Re: I/O for different encodings

To: zukerman@math-hat.com, debian-i18n@lists.debian.org
Subject: Re: I/O for different encodings
From: Tomohiro KUBOTA <tkubota@riken.go.jp>
Date: Fri, 10 Nov 2000 22:55:59 +0900
Message-id: <[🔎] 87aeb86ids.wl@surfchem0.riken.go.jp>
In-reply-to: In your message of "09 Nov 2000 11:30:26 -0500" <[🔎] 877l6d2jml.fsf@matt.w80.math-hat.com>
References: <[🔎] 877l6d2jml.fsf@matt.w80.math-hat.com>

Hi,

At 09 Nov 2000 11:30:26 -0500,
Itai Zukerman <zukerman@math-hat.com> wrote:

> I'm working on a piece of software that will parse textual data (a
> list of words), conduct some statistical analyses, and spit out more
> textual data.  I'd like to support multiple languages, maybe even
> multibyte encodings.  Can someone please point me towards some
> resources, in particular how to handle text input and output in a
> language-independent way?  As you can probably guess, I'm new to i18n.

I recommend you to use wchar_t-related functions.  I think this is the 
standard way to handle multiple encodings.

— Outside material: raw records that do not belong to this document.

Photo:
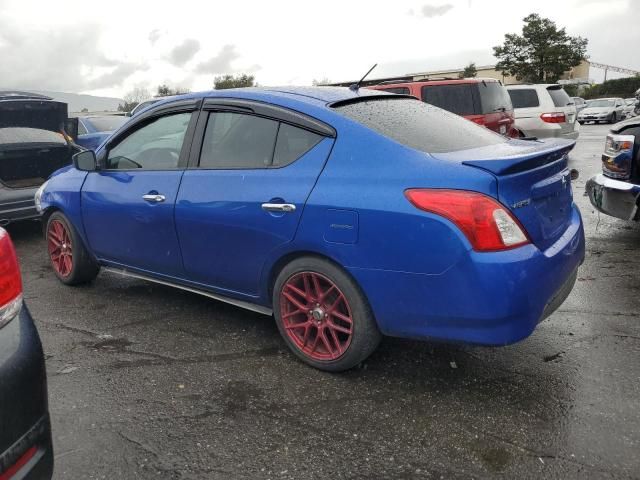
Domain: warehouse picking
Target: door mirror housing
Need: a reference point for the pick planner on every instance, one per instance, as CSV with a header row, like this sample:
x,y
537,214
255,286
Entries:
x,y
85,161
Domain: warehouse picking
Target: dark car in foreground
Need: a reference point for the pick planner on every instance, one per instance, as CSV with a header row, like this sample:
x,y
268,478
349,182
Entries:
x,y
483,101
94,129
616,191
34,143
25,433
345,214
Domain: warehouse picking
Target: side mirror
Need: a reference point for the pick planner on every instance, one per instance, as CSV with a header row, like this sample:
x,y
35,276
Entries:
x,y
85,161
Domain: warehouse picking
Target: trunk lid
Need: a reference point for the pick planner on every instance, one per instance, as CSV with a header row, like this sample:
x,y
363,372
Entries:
x,y
533,183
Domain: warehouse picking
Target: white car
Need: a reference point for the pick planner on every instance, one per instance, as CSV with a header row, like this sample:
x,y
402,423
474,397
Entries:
x,y
608,110
543,110
630,107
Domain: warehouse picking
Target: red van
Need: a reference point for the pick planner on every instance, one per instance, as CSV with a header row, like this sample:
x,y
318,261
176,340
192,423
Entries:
x,y
482,100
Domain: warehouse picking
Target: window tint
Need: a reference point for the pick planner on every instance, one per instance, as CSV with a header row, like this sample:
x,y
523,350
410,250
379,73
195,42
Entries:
x,y
236,140
401,90
420,126
493,97
559,97
156,146
454,98
524,98
293,142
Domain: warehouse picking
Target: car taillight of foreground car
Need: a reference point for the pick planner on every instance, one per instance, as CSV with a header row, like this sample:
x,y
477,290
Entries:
x,y
25,435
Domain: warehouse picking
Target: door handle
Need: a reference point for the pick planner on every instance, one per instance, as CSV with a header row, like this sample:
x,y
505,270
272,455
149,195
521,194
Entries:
x,y
279,207
153,197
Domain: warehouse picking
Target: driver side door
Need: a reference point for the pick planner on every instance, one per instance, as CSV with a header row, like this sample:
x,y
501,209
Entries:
x,y
128,204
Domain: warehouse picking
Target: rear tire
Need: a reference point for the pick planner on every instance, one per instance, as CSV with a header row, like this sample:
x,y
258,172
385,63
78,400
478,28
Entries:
x,y
70,260
323,316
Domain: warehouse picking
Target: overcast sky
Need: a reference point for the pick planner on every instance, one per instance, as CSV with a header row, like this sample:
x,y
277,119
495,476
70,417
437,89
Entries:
x,y
108,48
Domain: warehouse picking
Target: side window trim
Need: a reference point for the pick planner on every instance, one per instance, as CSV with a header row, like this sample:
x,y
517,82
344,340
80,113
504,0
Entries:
x,y
184,151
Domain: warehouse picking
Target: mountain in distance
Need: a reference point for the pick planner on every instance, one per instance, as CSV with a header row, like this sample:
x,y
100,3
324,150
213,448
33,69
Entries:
x,y
77,102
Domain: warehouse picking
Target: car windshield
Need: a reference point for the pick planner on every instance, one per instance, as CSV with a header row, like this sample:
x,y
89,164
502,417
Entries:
x,y
601,103
107,123
419,125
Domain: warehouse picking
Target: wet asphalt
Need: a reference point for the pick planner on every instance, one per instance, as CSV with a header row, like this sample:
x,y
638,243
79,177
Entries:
x,y
148,382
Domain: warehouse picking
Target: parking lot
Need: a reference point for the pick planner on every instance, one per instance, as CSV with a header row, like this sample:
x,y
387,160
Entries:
x,y
150,382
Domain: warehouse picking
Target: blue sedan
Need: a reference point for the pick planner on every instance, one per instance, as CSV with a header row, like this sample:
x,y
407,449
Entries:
x,y
346,214
94,129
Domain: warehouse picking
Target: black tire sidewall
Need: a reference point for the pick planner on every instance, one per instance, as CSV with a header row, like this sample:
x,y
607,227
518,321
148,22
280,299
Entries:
x,y
366,335
83,268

Using wchar_t, the software can be locale-sensible.  If a user sets
his/her environment as UTF-8 (for example, export LC_CTYPE=en_US.UTF-8)
the software can input/output UTF-8.  This is important all that a 
user has to do is to set LANG variable for all softwares to work within
the desiable locale.

Your software will need to call setlocale(LC_ALL,""); at first.
LC_ALL may be LC_CTYPE.  Input is done using fgetc() + mbstowcs()
or fgetwc().  Output is done using wcstombs() + fputc() or fgetwc().
Principle is that: I/O is done using 'multibyte charachter' and
internal processing is done using 'wide character'.  Note that
multibyte character is not always multibyte.  It is a term in the
C standard.

Note that your software will also support UTF-8 with wchar_t style
programming, if the OS supports UTF-8 locale.  Direct implementing
of UTF-8 will cause that:
 - the software supports only UTF-8 (and latin-1?).
 - the user cannot use common way to switch locale.

Since these functions are standard C functions, you will be able to
study wchar_t with various books.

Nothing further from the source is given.